そのほか、些細な事実確認の場合には、電話による調査が行なわれます。


■こうして反面調査は実施される



2.反面調査への対応のポイント

反面調査が行われると取引先等に迷惑がかかる、今後の取引等に影響が出る、などと考えてしまいがちですが、反面調査は「質問検査権」によるもので、調査対象者は反面調査を拒否することができません。質問検査権とは、税務職員が納税義務者等に対して質問し、帳簿書類その他の物件を検査し、当該物件の提示もしくは提出を求めることができる権限です。
調査官が反面調査を匂わせたら、必ず理由を確認しましょう。反面調査は、その必要性を十分に検討したうえでなければ実施できないことになっているからです。
また、反面調査が必要だということは、確認すべき事項があるということです。必要な資料を自社側で用意することができないか、提案してみることも有効です。税務署から取引先等に連絡されるよりは、こちらから取引先等に連絡して必要な資料などを取り寄せたほうがよいでしょう。
顧問税理士がいるのであれば、税理士から税務署に「こちら側で資料を揃えて調べてみる」旨を伝えてもらいましょう。税務職員は同時に数件の調査を掛け持ちしていることが多く、なるべく手間をかけずに調査を終わらせたいと考えています。
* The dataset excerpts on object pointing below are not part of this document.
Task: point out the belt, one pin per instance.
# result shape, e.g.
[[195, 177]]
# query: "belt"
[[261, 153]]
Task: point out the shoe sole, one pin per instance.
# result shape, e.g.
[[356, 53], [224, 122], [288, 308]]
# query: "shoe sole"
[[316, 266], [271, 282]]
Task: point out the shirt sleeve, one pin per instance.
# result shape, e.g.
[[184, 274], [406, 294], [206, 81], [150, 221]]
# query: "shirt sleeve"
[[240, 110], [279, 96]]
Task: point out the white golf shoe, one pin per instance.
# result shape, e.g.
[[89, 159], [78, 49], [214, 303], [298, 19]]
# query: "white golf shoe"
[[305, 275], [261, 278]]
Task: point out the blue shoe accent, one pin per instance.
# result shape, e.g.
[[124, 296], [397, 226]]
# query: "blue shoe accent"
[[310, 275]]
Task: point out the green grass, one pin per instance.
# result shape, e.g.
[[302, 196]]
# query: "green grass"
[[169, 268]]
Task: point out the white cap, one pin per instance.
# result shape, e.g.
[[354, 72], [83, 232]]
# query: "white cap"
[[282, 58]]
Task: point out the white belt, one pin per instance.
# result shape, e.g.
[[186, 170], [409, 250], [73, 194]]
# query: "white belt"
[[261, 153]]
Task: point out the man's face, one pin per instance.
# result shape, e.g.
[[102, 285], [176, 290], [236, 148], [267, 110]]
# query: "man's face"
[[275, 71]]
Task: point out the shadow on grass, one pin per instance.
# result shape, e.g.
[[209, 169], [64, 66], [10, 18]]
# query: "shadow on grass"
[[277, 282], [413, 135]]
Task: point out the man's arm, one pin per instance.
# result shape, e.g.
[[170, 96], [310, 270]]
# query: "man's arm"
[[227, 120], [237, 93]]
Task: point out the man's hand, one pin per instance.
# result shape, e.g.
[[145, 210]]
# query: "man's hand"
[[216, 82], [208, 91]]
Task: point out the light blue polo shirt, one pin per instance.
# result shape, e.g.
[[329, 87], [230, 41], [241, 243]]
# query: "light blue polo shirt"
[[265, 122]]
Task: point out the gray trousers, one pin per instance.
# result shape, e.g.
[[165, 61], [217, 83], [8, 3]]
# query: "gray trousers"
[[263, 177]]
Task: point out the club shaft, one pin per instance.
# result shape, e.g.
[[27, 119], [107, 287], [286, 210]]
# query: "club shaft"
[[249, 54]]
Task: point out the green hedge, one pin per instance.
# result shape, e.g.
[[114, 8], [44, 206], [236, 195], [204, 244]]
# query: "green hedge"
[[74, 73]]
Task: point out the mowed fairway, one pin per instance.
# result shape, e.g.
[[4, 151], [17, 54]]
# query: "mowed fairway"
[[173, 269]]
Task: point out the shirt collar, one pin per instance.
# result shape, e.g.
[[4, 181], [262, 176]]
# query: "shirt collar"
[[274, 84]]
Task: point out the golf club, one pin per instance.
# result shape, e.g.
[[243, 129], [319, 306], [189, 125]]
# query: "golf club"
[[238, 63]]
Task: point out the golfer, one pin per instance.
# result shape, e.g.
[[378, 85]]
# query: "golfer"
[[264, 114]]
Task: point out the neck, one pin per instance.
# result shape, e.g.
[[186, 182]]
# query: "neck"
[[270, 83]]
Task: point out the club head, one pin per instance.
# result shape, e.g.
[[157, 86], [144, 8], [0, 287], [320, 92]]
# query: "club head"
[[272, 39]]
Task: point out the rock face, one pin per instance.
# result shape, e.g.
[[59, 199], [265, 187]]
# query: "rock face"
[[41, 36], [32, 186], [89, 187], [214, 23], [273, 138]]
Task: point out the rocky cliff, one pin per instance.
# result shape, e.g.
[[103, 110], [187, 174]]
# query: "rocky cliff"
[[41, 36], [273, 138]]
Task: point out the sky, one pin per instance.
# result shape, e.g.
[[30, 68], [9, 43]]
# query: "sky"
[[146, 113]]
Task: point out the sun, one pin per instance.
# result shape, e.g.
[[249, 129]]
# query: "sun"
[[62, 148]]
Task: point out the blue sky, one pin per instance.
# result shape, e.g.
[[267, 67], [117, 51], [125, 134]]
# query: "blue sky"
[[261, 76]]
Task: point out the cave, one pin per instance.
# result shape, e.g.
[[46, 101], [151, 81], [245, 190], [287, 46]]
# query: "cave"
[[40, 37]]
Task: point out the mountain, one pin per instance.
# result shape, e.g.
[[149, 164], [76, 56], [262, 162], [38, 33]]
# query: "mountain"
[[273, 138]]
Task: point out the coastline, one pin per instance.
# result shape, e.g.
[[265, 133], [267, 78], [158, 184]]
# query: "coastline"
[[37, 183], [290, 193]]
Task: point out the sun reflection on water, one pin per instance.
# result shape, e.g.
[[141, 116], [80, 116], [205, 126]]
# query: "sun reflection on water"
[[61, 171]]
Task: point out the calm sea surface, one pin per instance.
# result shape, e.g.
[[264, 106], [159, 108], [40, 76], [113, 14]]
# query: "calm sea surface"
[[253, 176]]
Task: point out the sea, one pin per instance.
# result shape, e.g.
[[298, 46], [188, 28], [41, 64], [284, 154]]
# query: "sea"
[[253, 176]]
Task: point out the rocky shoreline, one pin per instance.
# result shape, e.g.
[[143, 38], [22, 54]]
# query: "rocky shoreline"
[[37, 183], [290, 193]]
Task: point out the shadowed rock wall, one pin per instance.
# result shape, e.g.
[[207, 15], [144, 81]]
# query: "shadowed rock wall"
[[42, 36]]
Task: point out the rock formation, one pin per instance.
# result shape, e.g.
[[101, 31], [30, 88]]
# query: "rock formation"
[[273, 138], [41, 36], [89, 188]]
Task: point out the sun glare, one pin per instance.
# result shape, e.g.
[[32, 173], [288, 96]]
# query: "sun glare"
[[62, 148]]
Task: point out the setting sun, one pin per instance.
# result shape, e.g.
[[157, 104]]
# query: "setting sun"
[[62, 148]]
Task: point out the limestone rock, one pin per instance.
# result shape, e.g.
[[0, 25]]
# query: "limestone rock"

反面調査は手間がかかるので、税理士とのやりとりで疑問点等が解消するのであれば、反面調査はしないと判断することもあり得ます。
なお、反面調査は、必ずしも不正があって行われるものではありませんが、取引先等から不審を抱かれる可能性があります。いきなり税務署から反面調査の連絡がいくと取引先等も驚きますので、反面調査をされる可能性を感じたら、その旨を伝えておいたほうがよいでしょう。

3.自社が反面調査を受ける場合の対応

事前に反面調査の連絡があればよいのですが、突然、来訪された場合には、まず調査目的をしっかり確認する必要があります。対応できる担当者等がいなければ、日を改めてもらうこともできます。
反面調査への対応は、基本的には通常の税務調査と同じです。異なるのは、調査される項目が限定的であること、取引先等との関係に注意が必要なことです。
反面調査では、聞かれたことについて事実のみを伝えることが大切です。想像や憶測は、極力避けなければなりません。反面調査は、あくまで特定の取引先・取引についての調査であり、自社の税務調査ではありませんから、質問されたことについてのみ回答すれば問題ありません。
相手のことを思って下手に書類の改ざんや口裏合わせなどはせず、事実を伝えることのみに徹します。後日、事実と違うことが判明した場合には、不正に加担したと判断されかねませんので注意しましょう。
反面調査があったからといって、相手側が不正をしているとは限りません。あくまで事実の確認のために行われるものですので、調べた結果、問題がないこともあり得ます。不正行為がなければ何も問題はないので、誠実かつ冷静に対応するようにしましょう。